? The aged and lichened
brick gables breathed forth »Stay!« The windows smiled, the door coaxed and
beckoned, the creeper blushed confederacy. A personality within it was so
far-reaching in her influence as to spread into and make the bricks, mortar, and
whole overhanging sky throb with a burning sensibility. Whose was this mighty
personality? A milkmaid's.
    It was amazing, indeed, to find how great a matter the life of the obscure
dairy had become to him. And though new love was to be held partly responsible
for this it was not solely so. Many besides Angel have learnt that the magnitude
of lives is not as to their external displacements, but as to their subjective
experiences. The impressionable peasant leads a larger, fuller, more dramatic
life than the pachydermatous king. Looking at it thus he found that life was to
be seen of the same magnitude here as elsewhere.
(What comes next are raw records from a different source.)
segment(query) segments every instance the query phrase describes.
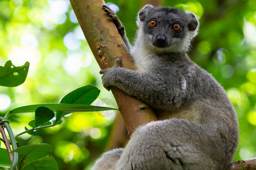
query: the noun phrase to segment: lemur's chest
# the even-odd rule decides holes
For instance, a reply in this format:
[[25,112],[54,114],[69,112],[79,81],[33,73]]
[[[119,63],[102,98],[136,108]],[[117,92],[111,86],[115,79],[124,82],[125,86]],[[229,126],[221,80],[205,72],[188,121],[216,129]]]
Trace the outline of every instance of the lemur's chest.
[[136,52],[132,56],[136,70],[142,73],[151,72],[154,67],[152,66],[157,63],[157,57],[151,54]]

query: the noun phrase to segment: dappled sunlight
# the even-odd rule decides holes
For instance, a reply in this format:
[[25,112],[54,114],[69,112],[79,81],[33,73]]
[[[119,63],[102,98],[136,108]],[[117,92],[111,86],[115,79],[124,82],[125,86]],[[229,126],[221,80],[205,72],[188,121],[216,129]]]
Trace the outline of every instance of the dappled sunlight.
[[[193,12],[200,19],[199,35],[191,43],[189,56],[224,87],[234,106],[240,127],[236,160],[256,156],[254,1],[163,1],[164,6]],[[118,12],[132,42],[142,3],[135,0],[115,3],[108,5]],[[0,66],[9,60],[17,66],[30,63],[23,84],[0,87],[2,115],[26,105],[59,103],[71,91],[89,84],[101,90],[92,105],[118,108],[111,91],[102,84],[100,68],[69,1],[0,0]],[[76,112],[63,118],[61,125],[43,130],[40,136],[26,134],[19,140],[22,144],[53,145],[59,169],[77,169],[87,166],[104,149],[117,113]],[[22,131],[34,117],[34,113],[14,116],[10,120],[14,133]],[[5,147],[2,142],[1,147]]]
[[0,111],[5,111],[11,104],[10,97],[3,94],[0,93]]

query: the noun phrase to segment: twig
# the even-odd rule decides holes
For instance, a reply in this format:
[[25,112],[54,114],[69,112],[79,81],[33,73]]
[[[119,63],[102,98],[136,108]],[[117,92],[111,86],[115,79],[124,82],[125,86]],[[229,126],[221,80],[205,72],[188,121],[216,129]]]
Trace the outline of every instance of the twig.
[[240,160],[232,163],[228,170],[256,169],[256,158],[247,160]]
[[10,145],[10,141],[8,139],[8,138],[6,137],[6,134],[5,131],[5,129],[3,129],[3,126],[2,124],[0,125],[0,132],[2,134],[2,137],[3,137],[5,143],[5,147],[6,147],[6,149],[8,152],[8,155],[9,155],[10,160],[11,160],[11,163],[13,163],[13,153],[11,153],[11,146]]

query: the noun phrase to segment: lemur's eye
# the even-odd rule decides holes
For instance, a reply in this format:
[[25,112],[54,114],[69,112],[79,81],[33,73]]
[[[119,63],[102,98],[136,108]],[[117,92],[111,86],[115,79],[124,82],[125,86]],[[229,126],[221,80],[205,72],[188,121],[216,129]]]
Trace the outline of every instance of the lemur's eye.
[[155,27],[157,25],[156,22],[154,20],[150,20],[148,24],[149,24],[150,26],[151,27]]
[[180,25],[179,24],[175,24],[174,26],[172,26],[172,28],[174,28],[175,31],[179,31],[180,29]]

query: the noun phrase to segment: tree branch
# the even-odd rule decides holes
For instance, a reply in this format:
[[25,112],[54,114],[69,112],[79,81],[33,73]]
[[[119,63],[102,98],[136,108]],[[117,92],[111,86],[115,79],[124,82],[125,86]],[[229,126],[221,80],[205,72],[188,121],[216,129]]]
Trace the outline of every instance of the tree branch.
[[228,170],[256,169],[256,158],[240,160],[229,165]]
[[3,128],[3,126],[2,124],[0,124],[0,133],[2,134],[2,137],[3,137],[5,147],[6,147],[6,150],[7,150],[8,155],[9,155],[10,160],[11,161],[11,163],[13,163],[13,155],[11,153],[11,146],[10,145],[10,141],[8,139],[6,136],[6,134],[5,131],[5,129]]
[[[104,1],[70,0],[79,24],[101,69],[112,67],[115,58],[122,66],[134,69],[131,56],[112,19],[102,8]],[[118,89],[112,92],[123,118],[129,136],[138,126],[156,120],[148,107]],[[142,107],[143,106],[143,107]]]

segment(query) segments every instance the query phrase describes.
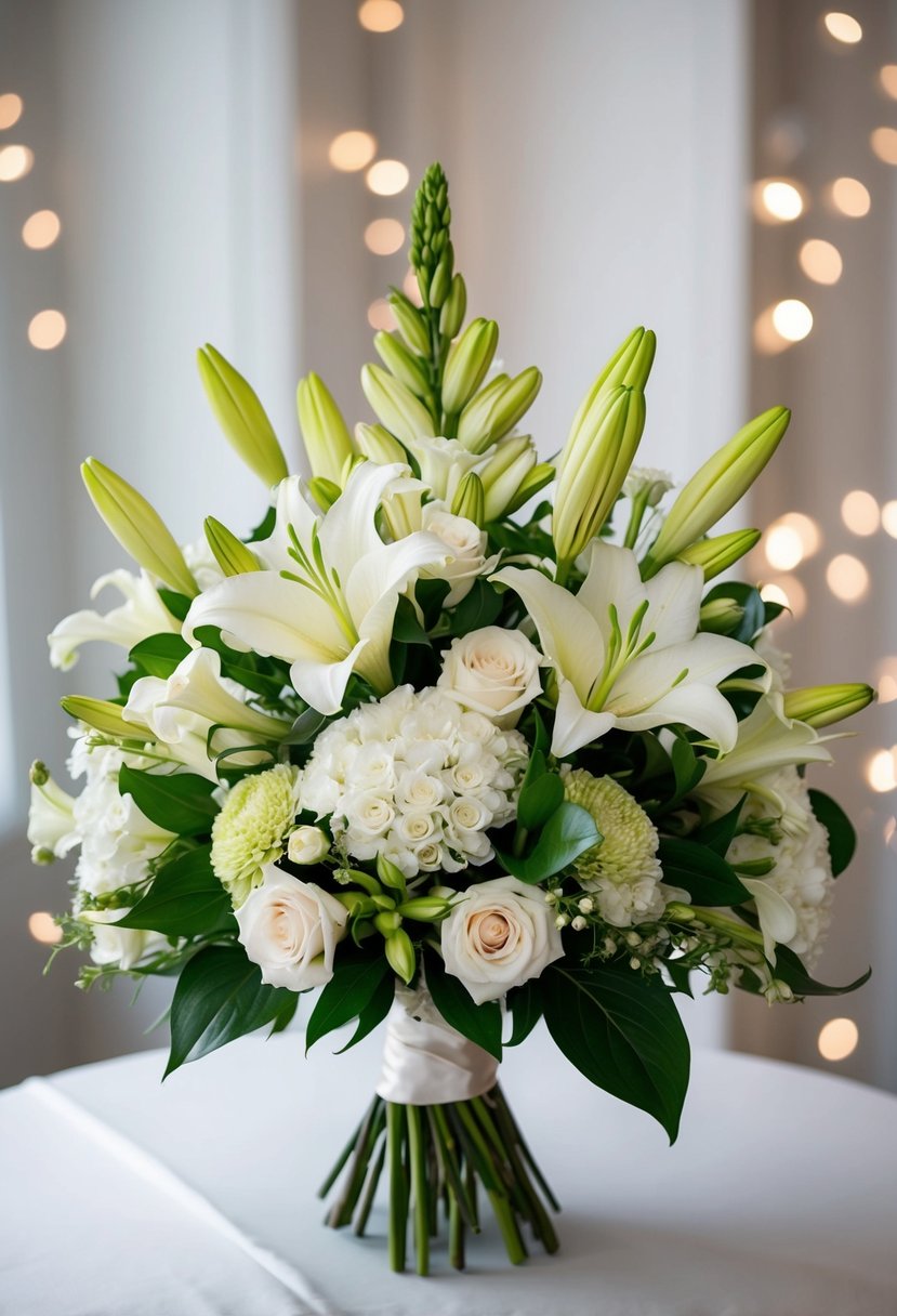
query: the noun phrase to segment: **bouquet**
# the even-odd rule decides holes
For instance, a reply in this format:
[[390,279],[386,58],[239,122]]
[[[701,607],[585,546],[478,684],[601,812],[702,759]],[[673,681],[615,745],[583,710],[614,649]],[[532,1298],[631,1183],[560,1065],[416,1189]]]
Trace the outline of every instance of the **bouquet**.
[[[713,533],[789,413],[746,425],[671,497],[634,466],[655,337],[600,372],[556,459],[518,426],[541,374],[464,328],[446,178],[417,192],[397,333],[362,371],[374,424],[299,386],[310,476],[258,397],[199,354],[225,436],[259,478],[260,525],[214,517],[179,546],[91,458],[87,490],[138,572],[122,603],[50,636],[120,645],[109,699],[68,696],[75,796],[32,770],[38,863],[80,853],[61,946],[79,984],[176,976],[166,1074],[242,1034],[314,1045],[387,1021],[383,1073],[324,1184],[329,1223],[389,1187],[389,1257],[417,1269],[447,1217],[452,1265],[489,1207],[508,1255],[556,1245],[551,1192],[497,1082],[539,1019],[588,1079],[676,1137],[689,1073],[676,995],[792,1001],[854,833],[805,770],[863,684],[788,687],[781,611],[713,583],[759,532]],[[539,495],[554,486],[547,500]],[[251,516],[251,512],[250,512]],[[251,522],[250,522],[251,524]],[[59,948],[57,948],[59,949]],[[864,978],[842,990],[850,991]],[[342,1179],[341,1179],[342,1177]]]

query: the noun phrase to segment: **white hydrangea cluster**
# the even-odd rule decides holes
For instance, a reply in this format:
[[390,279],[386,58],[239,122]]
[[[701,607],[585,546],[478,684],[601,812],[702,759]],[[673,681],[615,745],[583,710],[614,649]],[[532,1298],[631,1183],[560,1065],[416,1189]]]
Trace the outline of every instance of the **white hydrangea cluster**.
[[406,878],[456,873],[495,854],[487,829],[514,817],[527,746],[438,690],[400,686],[318,737],[303,808],[330,817],[356,859],[377,854]]
[[[762,880],[794,911],[797,932],[785,945],[812,970],[822,953],[835,894],[829,833],[813,813],[806,783],[796,767],[784,767],[771,775],[769,784],[772,799],[754,796],[743,821],[777,822],[779,828],[773,826],[777,836],[750,832],[737,836],[726,857],[730,863],[775,859],[775,869]],[[775,803],[776,796],[787,801],[784,813]],[[797,819],[802,824],[797,824]]]

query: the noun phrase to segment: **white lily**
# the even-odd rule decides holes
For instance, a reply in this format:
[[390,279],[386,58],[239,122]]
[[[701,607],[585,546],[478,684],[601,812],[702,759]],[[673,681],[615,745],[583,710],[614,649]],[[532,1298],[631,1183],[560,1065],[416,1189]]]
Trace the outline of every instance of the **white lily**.
[[301,496],[296,476],[278,491],[271,538],[254,545],[272,570],[230,576],[195,599],[184,621],[220,626],[228,644],[289,662],[299,694],[321,713],[337,713],[352,671],[379,695],[392,688],[389,641],[399,595],[417,572],[450,557],[435,534],[395,544],[375,516],[385,490],[408,467],[362,462],[322,517]]
[[61,667],[63,671],[74,667],[78,662],[78,650],[91,640],[105,640],[108,644],[133,649],[149,636],[157,636],[163,630],[175,633],[180,630],[180,622],[163,604],[147,571],[141,571],[139,575],[133,575],[124,567],[110,571],[95,583],[91,599],[96,599],[107,586],[113,586],[125,601],[105,615],[84,608],[63,617],[47,636],[50,662],[54,667]]
[[672,562],[642,582],[630,549],[594,542],[577,595],[539,571],[492,576],[522,599],[558,676],[552,753],[572,754],[614,726],[683,722],[723,753],[738,721],[717,686],[758,662],[748,645],[697,633],[704,572]]

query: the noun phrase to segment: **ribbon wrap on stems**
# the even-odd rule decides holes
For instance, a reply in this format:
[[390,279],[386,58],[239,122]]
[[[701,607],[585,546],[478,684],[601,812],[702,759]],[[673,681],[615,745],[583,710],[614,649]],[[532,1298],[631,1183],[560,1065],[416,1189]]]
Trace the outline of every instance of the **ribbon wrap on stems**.
[[491,1091],[498,1062],[442,1019],[426,987],[396,990],[377,1096],[401,1105],[470,1101]]

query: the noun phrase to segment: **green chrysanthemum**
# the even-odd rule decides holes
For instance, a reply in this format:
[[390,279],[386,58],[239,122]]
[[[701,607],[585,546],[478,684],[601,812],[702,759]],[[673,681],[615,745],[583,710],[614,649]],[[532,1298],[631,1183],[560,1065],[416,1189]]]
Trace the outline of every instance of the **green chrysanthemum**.
[[297,809],[299,769],[288,763],[245,776],[228,795],[212,826],[212,867],[235,908],[283,854]]
[[584,769],[564,774],[564,795],[592,815],[604,837],[573,865],[581,886],[597,896],[601,917],[616,928],[656,919],[666,904],[663,870],[644,809],[613,778]]

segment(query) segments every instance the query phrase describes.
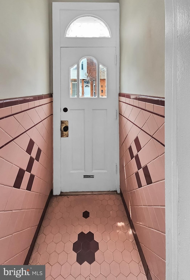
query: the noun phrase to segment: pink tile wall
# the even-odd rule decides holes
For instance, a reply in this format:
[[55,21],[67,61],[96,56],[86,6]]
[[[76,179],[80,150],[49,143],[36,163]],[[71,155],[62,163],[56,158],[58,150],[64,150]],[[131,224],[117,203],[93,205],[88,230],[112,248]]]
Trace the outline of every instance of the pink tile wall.
[[52,99],[0,109],[0,264],[23,264],[52,188]]
[[121,188],[152,279],[165,280],[164,107],[123,95],[119,113]]

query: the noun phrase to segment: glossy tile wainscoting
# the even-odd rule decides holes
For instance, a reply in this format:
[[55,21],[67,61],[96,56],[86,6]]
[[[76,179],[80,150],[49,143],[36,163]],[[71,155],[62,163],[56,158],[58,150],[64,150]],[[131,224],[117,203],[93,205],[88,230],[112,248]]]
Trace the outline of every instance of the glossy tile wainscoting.
[[152,279],[164,280],[164,99],[119,98],[121,188]]
[[52,188],[50,95],[0,100],[0,264],[23,264]]

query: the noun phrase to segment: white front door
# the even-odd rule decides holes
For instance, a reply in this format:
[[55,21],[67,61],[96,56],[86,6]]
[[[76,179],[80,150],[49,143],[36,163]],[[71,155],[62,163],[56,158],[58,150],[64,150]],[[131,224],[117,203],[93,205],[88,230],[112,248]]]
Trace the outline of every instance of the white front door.
[[61,139],[62,191],[116,189],[115,55],[115,47],[61,48],[61,120],[69,127]]

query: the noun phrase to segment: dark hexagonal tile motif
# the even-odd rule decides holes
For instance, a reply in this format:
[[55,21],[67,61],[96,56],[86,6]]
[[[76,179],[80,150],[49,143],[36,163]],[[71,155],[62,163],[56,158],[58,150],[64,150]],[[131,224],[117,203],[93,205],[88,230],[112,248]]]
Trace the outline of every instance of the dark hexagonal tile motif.
[[95,261],[95,254],[90,250],[86,254],[86,261],[89,264]]
[[97,241],[93,240],[90,243],[90,247],[91,250],[94,253],[95,253],[99,249],[98,243]]
[[91,231],[88,231],[86,234],[86,240],[88,240],[88,241],[90,242],[91,241],[94,240],[94,234]]
[[82,250],[77,254],[77,262],[81,265],[86,260],[86,252]]
[[[86,211],[87,212],[87,211]],[[77,262],[81,265],[85,262],[90,264],[95,261],[95,254],[99,249],[98,243],[94,240],[91,231],[86,234],[82,231],[78,235],[78,240],[73,243],[73,250],[77,253]]]
[[75,253],[78,253],[81,250],[82,245],[82,244],[81,242],[77,240],[77,241],[73,243],[73,250]]
[[83,213],[83,218],[85,218],[86,219],[87,219],[89,216],[90,213],[88,211],[84,211]]
[[82,231],[78,234],[78,240],[79,241],[80,241],[81,243],[86,240],[86,234],[84,232]]
[[82,250],[88,252],[90,250],[90,243],[87,240],[85,240],[82,243]]

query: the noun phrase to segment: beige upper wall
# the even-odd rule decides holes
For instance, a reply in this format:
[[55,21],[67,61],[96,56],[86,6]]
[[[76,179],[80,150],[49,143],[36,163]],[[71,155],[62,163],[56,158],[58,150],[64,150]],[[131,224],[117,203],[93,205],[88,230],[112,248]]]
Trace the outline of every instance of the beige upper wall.
[[50,92],[53,92],[52,55],[52,3],[53,2],[99,2],[118,3],[119,0],[49,0],[50,3]]
[[50,92],[48,0],[0,0],[0,99]]
[[119,0],[121,92],[164,96],[164,0]]

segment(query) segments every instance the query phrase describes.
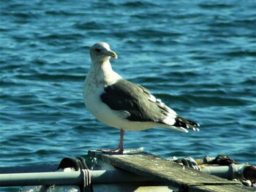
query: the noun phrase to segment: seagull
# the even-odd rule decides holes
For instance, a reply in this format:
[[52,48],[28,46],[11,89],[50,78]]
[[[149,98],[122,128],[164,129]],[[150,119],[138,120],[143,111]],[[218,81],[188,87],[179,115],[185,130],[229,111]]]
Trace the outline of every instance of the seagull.
[[99,121],[121,129],[118,147],[103,153],[123,154],[125,130],[164,127],[186,133],[189,129],[199,131],[198,123],[179,116],[148,89],[114,72],[110,59],[118,56],[108,43],[96,43],[89,53],[91,65],[83,93],[86,107]]

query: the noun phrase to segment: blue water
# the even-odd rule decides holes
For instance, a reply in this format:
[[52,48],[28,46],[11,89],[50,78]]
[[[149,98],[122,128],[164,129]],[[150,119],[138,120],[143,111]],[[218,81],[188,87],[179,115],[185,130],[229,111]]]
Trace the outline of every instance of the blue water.
[[124,147],[164,158],[227,153],[256,164],[256,2],[1,2],[0,165],[59,161],[118,145],[82,96],[89,48],[108,42],[113,67],[201,125],[126,132]]

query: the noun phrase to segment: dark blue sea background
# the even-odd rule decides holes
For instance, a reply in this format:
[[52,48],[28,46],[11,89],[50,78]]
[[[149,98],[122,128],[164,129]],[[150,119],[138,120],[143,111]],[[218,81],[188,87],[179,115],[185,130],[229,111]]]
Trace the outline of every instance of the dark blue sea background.
[[117,147],[119,130],[97,121],[83,101],[89,48],[102,41],[118,55],[114,70],[201,125],[188,134],[127,131],[126,149],[163,158],[226,153],[256,164],[255,1],[1,0],[0,7],[1,166]]

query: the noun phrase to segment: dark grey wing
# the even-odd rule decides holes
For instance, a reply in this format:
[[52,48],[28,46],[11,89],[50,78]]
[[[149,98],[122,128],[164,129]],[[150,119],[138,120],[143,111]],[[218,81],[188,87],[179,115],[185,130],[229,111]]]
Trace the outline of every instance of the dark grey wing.
[[149,91],[139,85],[120,80],[104,90],[100,96],[102,101],[113,110],[127,111],[129,120],[162,123],[167,115],[167,109],[151,101],[153,96]]

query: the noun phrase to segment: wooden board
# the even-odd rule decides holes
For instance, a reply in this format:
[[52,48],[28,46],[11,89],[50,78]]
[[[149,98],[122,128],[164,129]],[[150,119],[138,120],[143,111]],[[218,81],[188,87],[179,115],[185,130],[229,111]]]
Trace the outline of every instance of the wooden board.
[[238,182],[230,181],[181,166],[145,152],[108,155],[89,151],[89,155],[138,174],[167,182],[180,191],[255,191]]

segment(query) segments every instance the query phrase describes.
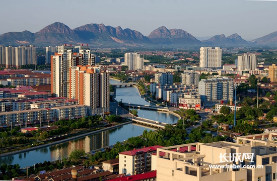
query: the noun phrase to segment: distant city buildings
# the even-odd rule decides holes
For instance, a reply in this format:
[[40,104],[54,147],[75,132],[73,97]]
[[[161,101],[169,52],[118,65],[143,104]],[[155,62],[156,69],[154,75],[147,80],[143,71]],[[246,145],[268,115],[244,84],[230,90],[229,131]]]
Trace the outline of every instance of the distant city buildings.
[[272,64],[268,67],[268,78],[271,82],[277,81],[277,66],[275,64]]
[[38,55],[37,56],[37,65],[45,65],[46,58],[45,56]]
[[201,101],[232,101],[234,80],[226,77],[202,79],[198,83],[198,90]]
[[254,53],[238,56],[238,70],[255,70],[257,68],[257,55]]
[[11,46],[3,47],[0,45],[0,64],[6,68],[20,68],[21,65],[35,64],[36,51],[34,46]]
[[58,52],[58,48],[57,47],[52,47],[51,46],[46,47],[46,65],[50,65],[51,64],[51,56],[54,55],[55,53]]
[[188,86],[198,86],[200,75],[196,72],[184,72],[181,74],[182,84]]
[[171,73],[158,72],[155,74],[155,82],[161,85],[173,84],[173,74]]
[[128,66],[129,70],[142,70],[144,68],[144,58],[141,58],[140,54],[137,53],[126,53],[124,65]]
[[221,68],[222,50],[219,47],[200,48],[200,67]]

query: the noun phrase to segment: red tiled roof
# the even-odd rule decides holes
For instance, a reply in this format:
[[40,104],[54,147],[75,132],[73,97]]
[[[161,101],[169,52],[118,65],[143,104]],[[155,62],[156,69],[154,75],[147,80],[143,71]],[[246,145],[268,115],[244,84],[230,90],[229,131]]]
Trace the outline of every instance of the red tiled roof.
[[21,94],[21,95],[24,95],[24,96],[30,96],[30,95],[42,95],[42,94],[49,94],[50,93],[47,93],[45,92],[29,92],[29,93],[26,93],[23,94]]
[[4,93],[30,93],[31,90],[6,90],[4,91]]
[[[115,179],[112,179],[112,181],[138,181],[144,180],[147,179],[154,178],[157,177],[157,171],[152,171],[144,173],[138,174],[134,175],[120,177]],[[79,179],[78,179],[79,180]]]
[[156,146],[150,146],[146,148],[143,148],[141,149],[134,149],[130,151],[124,151],[124,152],[119,153],[119,154],[125,154],[127,155],[135,155],[135,154],[138,151],[142,151],[142,152],[141,153],[146,153],[148,152],[150,150],[152,149],[152,151],[156,151],[157,150],[157,148],[162,148],[162,147],[163,147],[163,146],[160,146],[160,145],[156,145]]

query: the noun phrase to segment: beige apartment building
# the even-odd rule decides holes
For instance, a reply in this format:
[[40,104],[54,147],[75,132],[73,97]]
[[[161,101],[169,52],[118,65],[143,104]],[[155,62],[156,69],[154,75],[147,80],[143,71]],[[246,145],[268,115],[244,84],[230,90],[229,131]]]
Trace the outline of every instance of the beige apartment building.
[[36,85],[48,85],[51,84],[51,75],[42,74],[41,76],[23,77],[11,77],[7,79],[8,84],[14,86]]
[[268,78],[271,82],[277,81],[277,66],[275,64],[272,64],[268,67]]
[[219,47],[200,48],[200,67],[221,68],[222,50]]
[[52,108],[34,109],[28,110],[0,113],[0,126],[20,126],[53,121],[54,118],[71,119],[87,116],[85,105],[71,105]]
[[162,147],[156,145],[119,153],[118,173],[133,175],[151,171],[151,154]]
[[152,155],[152,169],[161,181],[276,180],[276,138],[277,133],[262,133],[238,137],[237,143],[159,148]]

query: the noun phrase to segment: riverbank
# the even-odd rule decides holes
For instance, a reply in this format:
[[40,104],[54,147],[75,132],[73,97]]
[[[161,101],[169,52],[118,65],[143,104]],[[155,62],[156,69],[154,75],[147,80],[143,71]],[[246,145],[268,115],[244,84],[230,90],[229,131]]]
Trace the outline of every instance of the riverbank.
[[84,133],[84,134],[81,134],[81,135],[78,135],[78,136],[73,136],[73,137],[70,137],[70,138],[66,138],[66,139],[63,139],[63,140],[61,140],[54,141],[54,142],[53,142],[52,143],[41,144],[40,145],[34,146],[34,147],[24,149],[20,150],[17,150],[17,151],[12,151],[12,152],[8,152],[8,153],[0,154],[0,156],[2,157],[2,156],[8,156],[8,155],[12,155],[18,154],[18,153],[22,153],[22,152],[26,152],[26,151],[31,151],[31,150],[36,149],[38,149],[38,148],[43,148],[44,147],[46,147],[46,146],[48,146],[57,145],[57,144],[60,144],[60,143],[64,143],[64,142],[67,142],[67,141],[71,141],[71,140],[75,140],[75,139],[78,139],[78,138],[81,138],[82,137],[86,137],[87,136],[89,136],[89,135],[92,135],[92,134],[96,134],[96,133],[99,133],[100,132],[105,131],[107,131],[107,130],[110,130],[110,129],[115,129],[115,128],[118,128],[119,127],[122,126],[124,125],[131,123],[132,122],[132,121],[129,121],[127,122],[123,123],[118,124],[118,125],[112,126],[112,127],[108,127],[108,128],[100,129],[100,130],[97,130],[97,131],[91,131],[91,132],[90,132],[89,133]]

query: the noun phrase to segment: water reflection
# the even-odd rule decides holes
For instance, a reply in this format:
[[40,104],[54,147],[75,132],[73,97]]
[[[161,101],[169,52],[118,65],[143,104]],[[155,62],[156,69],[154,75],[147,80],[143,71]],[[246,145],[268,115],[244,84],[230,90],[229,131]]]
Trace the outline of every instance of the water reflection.
[[[111,80],[110,82],[112,82],[112,80]],[[149,103],[141,98],[137,89],[135,87],[119,88],[117,89],[116,93],[116,99],[122,98],[123,102],[149,105]],[[138,115],[141,117],[144,116],[145,118],[154,120],[157,117],[157,120],[165,123],[169,120],[171,120],[172,123],[174,123],[178,119],[177,117],[168,113],[158,113],[147,110],[138,110]],[[148,131],[154,130],[153,128],[135,124],[128,124],[119,128],[102,131],[59,145],[48,146],[14,155],[3,156],[0,158],[0,165],[3,163],[18,163],[21,167],[25,167],[33,165],[36,163],[43,162],[45,160],[52,161],[60,160],[61,158],[68,157],[70,153],[76,149],[83,149],[86,152],[88,152],[115,144],[117,141],[123,141],[131,137],[140,135],[145,129]]]
[[13,164],[14,158],[14,155],[1,157],[0,157],[0,163],[1,163],[1,164],[2,165],[3,163],[6,163],[7,164]]

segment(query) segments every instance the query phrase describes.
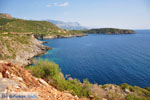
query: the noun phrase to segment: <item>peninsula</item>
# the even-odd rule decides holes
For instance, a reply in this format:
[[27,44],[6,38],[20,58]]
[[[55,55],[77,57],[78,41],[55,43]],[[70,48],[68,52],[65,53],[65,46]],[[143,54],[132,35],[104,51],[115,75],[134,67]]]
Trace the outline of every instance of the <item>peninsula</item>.
[[84,30],[84,33],[96,33],[96,34],[133,34],[136,33],[134,30],[128,29],[117,29],[117,28],[99,28]]

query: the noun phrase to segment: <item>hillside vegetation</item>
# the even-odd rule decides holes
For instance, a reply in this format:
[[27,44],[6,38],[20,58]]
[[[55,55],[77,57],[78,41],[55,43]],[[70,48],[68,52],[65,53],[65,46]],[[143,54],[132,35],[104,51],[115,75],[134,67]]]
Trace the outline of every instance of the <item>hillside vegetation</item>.
[[64,32],[54,24],[46,21],[0,18],[0,32],[55,34]]
[[80,31],[61,29],[48,21],[17,19],[9,14],[0,14],[0,33],[42,35],[82,34]]

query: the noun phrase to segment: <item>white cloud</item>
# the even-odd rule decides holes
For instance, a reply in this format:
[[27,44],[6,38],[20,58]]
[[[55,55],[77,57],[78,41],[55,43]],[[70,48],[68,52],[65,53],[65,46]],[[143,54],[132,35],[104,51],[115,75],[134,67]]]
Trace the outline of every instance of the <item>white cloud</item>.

    Despite his heterodoxy, faults, and weaknesses, Clare was a man with a
conscience. Tess was no insignificant creature to toy with and dismiss; but a
woman living her precious life - a life which, to herself who endured or enjoyed
it, possessed as great a dimension as the life of the mightiest to himself. Upon
her sensations the whole world depended to Tess; through her existence all her
fellow-creatures existed, to her. The universe itself only came into being for
Tess on the particular day in the particular year in which she was born.
    This consciousness upon which he had intruded was the single opportunity of
existence ever vouchsafed to Tess by an unsympathetic First Cause - her all; her
every and only chance. How then should he look upon her as of less consequence
than himself; as a pretty trifle to caress and grow weary of; and not deal in
the greatest seriousness with the affection which he knew that he had awakened
in her - so fervid and so impressionable as she was under her reserve; in order
that it might not agonize and wreck her?
    To encounter her daily in the accustomed manner would be to develop what had
begun. Living in such close relations, to meet meant to fall into endearment;
flesh and blood could not resist it; and, having arrived at no conclusion as to
the issue of such a tendency, he decided to hold aloof for the present from
occupations in which they would be mutually engaged. As yet the harm done was
small.
    But it was not easy to carry out the resolution never to approach her. He
was driven towards her by every heave of his pulse.
    He thought he would go and see his friends.